Однако послушанию Соррел тоже был предел, и она твердо возразила:
— Ну нет, теперь нам надо подумать о вашем плече.
Он с любопытством посмотрел на нее и, ни слова не говоря, обнажил плечо. Соррел с облегчением вздохнула, когда увидела небольшую ранку, но все же недовольно сказала:
— Этого я боялась. Она опять кровоточит. Надо ее почистить и перевязать заново. У меня нет ни тени сомнения, что хирург прикажет пустить кровь. Завтра пораньше с утра надо будет послать за ним. Но и тогда не поручусь, что вы не заработаете лихорадку.
— Чепуха! Из-за этой ерунды? А насчет кровопускания, хирург пусть говорит, что хочет, я их порядком навидался и не верю ни одному из них, но, будьте уверены, я его к себе и на шаг не подпущу. Зато я верю вам. Перевязывайте, и покончим с этим. Кстати, вы обратили внимание, как я послушен, моя дорогая Соррел? Учитесь!
Бренди сделал свое дело, и Соррел почти совсем пришла в себя.
— Вы это называете послушанием? — переспросила Соррел; принимаясь за работу. — Помните, у меня богатый опыт в перевязке, и я знаю, что говорю. Больно? — спросила она, заметив, что он поморщился, когда она промыла рану бренди.
— Совсем не больно, — солгал он. — Расскажете мне когда-нибудь о том, как вы воевали? Мне бы хотелось послушать.
Она не ответила и стала наматывать ему на руку и плечо полосу из своей нижней юбки, к счастью, не промокшей под дождем.
Он было заметил, что повязка слишком толстая и рука не влезет в рукав.
— И не надо, ответила Соррел. — Вам придется держать ее на перевязи. И не возражайте. Помните, я надеюсь на ваше послушание в этом вопросе.
Он рассмеялся.
— Ваша взяла. А вот плащ я и в самом деле не собирался надевать, потому что его наденете вы. Он не такой мокрый, как ваше платье, и, если мы не хотим, чтобы завтра вы лежали с высокой температурой, вам надо обогреться и обсушиться. Конечно, лучше всего было бы раздеть вас, но я не смею. Итак, я вам подчинился. Теперь ваша очередь.

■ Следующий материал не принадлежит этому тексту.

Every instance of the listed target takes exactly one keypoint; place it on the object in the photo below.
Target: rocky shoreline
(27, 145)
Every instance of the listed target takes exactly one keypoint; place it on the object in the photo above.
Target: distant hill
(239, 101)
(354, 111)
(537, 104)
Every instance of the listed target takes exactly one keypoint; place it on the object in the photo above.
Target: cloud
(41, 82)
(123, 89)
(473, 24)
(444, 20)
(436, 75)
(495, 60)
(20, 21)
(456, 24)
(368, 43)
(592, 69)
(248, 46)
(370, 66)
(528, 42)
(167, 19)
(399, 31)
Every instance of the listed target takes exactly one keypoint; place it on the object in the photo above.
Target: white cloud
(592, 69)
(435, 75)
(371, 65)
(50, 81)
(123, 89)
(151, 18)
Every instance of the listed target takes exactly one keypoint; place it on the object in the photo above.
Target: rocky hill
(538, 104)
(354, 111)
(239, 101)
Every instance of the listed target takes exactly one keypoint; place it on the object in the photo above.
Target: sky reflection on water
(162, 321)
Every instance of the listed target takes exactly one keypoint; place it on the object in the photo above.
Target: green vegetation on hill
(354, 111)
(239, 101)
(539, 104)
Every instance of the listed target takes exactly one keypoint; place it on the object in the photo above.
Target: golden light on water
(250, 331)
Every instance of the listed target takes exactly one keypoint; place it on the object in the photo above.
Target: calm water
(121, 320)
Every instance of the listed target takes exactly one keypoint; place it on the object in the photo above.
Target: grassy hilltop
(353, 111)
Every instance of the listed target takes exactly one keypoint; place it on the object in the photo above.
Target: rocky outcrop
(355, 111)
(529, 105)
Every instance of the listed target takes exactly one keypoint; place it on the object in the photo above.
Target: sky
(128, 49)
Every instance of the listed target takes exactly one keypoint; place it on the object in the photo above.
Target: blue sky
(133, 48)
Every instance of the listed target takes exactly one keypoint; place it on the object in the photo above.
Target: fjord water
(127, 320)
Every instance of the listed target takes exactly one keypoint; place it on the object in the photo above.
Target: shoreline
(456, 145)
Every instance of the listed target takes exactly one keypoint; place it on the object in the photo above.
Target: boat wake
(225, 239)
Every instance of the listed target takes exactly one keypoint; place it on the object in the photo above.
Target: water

Соррел возразила, что она уже почти обсохла, но он все же заставил ее накинуть его плащ и снять совершенно мокрые башмаки, после чего растер ей ноги. Такую услугу ей могли бы оказать и мама… и даже кузина, но едва он прикоснулся к ее ногам, как она вспыхнула и испугалась, как бы ее не выдал предательский румянец.
И все же ей очень понравилась его забота. Ощущение было непривычным и на редкость приятным, пусть он даже не понимал, насколько его усилия необязательны.
Маркиз заставил Соррел пересесть поближе к огню и проговорил печально:
— Если бы я знал, как все обернется, я бы захватил одеяла и еду. Как бы вы ни храбрились, боюсь, к утру мы изрядно замерзнем.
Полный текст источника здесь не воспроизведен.